Frau mit Sony Alpha 7 IV
Credit: Sony

Mit der Sony Alpha 7 IV bringt Sony im Dezember eine neue Wechselobjektivkamera für den Amateur- und Profibereich auf den Markt. Diese Vollformatkamera setzt sich vom Vorgänger durch einige Upgrades ab. IMTEST stellt hier die Details vor.
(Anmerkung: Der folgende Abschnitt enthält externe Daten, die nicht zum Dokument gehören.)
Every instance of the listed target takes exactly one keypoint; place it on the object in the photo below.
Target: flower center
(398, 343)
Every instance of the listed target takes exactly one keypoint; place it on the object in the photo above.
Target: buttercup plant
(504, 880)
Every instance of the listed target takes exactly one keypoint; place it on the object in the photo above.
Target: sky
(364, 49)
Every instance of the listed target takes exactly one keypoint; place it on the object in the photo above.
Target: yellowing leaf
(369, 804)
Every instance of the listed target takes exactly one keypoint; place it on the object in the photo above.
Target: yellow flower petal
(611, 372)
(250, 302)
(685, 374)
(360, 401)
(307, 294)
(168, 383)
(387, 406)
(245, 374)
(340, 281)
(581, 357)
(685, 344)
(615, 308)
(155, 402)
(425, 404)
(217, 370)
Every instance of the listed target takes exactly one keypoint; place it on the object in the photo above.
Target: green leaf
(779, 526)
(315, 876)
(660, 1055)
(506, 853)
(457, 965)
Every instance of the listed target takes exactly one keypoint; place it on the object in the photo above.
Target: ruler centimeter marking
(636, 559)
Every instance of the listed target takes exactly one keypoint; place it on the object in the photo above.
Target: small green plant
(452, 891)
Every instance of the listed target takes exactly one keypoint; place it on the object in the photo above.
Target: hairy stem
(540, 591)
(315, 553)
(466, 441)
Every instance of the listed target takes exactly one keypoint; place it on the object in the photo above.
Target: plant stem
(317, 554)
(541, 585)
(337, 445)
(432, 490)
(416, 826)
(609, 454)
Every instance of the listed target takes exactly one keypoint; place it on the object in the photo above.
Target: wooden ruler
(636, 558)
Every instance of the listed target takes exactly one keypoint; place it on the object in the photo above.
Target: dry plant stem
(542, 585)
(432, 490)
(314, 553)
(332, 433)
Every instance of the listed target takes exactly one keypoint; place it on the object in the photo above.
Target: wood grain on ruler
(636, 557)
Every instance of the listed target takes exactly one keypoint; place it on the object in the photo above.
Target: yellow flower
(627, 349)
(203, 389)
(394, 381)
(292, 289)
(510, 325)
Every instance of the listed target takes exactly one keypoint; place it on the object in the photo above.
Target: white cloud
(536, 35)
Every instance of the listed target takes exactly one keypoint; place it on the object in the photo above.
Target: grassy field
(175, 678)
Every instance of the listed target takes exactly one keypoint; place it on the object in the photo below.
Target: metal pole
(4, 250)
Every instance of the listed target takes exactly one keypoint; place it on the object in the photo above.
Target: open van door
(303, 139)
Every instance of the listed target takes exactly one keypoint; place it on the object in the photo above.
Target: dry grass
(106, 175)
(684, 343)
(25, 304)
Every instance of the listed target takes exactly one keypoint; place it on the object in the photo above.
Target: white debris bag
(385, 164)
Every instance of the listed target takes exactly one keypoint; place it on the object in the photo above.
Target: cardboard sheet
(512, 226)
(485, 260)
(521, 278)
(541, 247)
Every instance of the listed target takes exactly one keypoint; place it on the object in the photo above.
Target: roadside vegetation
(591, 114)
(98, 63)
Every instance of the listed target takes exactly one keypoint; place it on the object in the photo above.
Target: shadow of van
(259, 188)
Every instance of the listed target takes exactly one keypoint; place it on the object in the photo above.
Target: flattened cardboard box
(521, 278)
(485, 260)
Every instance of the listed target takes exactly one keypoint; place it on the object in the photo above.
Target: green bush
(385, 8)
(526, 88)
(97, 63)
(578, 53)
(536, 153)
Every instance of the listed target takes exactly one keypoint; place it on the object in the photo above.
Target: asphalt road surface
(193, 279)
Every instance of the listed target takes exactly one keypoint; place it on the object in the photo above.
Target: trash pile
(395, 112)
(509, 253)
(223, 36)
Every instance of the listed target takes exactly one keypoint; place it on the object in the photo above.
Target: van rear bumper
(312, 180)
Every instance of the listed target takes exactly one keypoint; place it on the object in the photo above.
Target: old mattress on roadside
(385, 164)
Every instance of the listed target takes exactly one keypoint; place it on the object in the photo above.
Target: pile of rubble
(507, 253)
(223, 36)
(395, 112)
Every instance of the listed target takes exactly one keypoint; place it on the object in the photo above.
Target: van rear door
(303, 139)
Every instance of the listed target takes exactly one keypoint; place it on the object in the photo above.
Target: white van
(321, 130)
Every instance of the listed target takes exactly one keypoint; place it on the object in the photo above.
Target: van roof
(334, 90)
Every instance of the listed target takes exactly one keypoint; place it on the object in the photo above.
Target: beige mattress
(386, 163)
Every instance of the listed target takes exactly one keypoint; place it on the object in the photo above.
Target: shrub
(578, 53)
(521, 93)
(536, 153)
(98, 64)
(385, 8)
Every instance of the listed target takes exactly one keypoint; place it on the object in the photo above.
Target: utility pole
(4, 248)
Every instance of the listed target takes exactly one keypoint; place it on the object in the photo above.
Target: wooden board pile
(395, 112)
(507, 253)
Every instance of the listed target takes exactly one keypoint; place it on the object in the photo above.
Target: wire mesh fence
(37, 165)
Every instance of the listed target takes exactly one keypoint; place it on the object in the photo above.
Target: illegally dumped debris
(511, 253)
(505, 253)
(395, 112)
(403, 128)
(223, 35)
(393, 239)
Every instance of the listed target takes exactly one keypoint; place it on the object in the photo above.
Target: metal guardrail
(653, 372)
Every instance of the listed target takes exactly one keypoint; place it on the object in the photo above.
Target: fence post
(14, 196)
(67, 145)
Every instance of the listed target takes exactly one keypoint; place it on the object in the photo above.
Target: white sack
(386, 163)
Die Sony Alpha 7 IV im Überblick

  • Bildprozessor: BIONZ XR
  • Auflösung: 33 Megapixel
  • Neuer Exmor R CMOS Vollformatbildsensor
  • Erweiterte Autofokus-Funktionen
  • Serienaufnahmen mit 10 Bildern pro Sekunde mit AF/AE-Tracking
  • 4K/60p im Super-35-mm-Modus
  • 4K/30p mit 7K Oversampling im Vollformat-Modus
  • 4:2:2-Farbsampling mit einer Bildtiefe von 10 Bit
  • Gehäuse aus recyceltem SORPLAS-Kunststoff
  • Preis: 2.799 Euro / 2.999 Euro mit SEL2870-Objektiv
  • Erscheinungsdatum: Dezember 2021


Verbesserte Technik

In der Sony Alpha 7 IV steckt der BIONZ-XR-Bildprozessor, den Sony auch in seinem Flaggschiff Alpha 1 einsetzt. Der neue Exmor-R-CMOS-Vollformatbildsensor gewährt zudem eine Auflösung von 33 Megapixeln. Für stabile und scharfe Bilder sorgen derweil erweiterte Autofokus-Funktionen: Der Echtzeit-Augen-AF folgt jetzt zum Beispiel auch Vögeln. Die Erkennungsgenauigkeit für menschliche Gesichter und Augen liegt laut Hersteller um 30 Prozent höher als beim Vorgänger. Kreative Bilder klappen also mit dem 15-stufigen Dynamikbereich und den Creative-Look-Einstellungen. Zusätzlich unterstützt der OLED-Quad-VGA-Sucher: Dieser bietet eine 1,6-mal höhere Auflösung als die Alpha 7 III.

Sony Alpha 7 IV
Die Kamera verfügt natürlich über ein klappbares Display. Credit: Sony

Mehr Komfort beim Filmen und bei der Datenübertragung

Die Sony Alpha 7 IV eignet sich nicht nur zum Fotografieren. Auch beim Filmen macht sie eine gute Figur: Mit einem Modus-Wahlrad mit zwei Ebenen wechselt man dabei schnell zwischen verschiedenen Einstellungen. Ein ruhiges Bild entsteht dank 5-Achsen-Bildstabilisierung. Im Super-35-mm-Modus schafft die Kamera dabei 60 Bilder pro Sekunde in 4K-Qualität. Und im Vollformat-Modus sind es hingegen 30 Bilder pro Sekunde mit 7K-Oversampling.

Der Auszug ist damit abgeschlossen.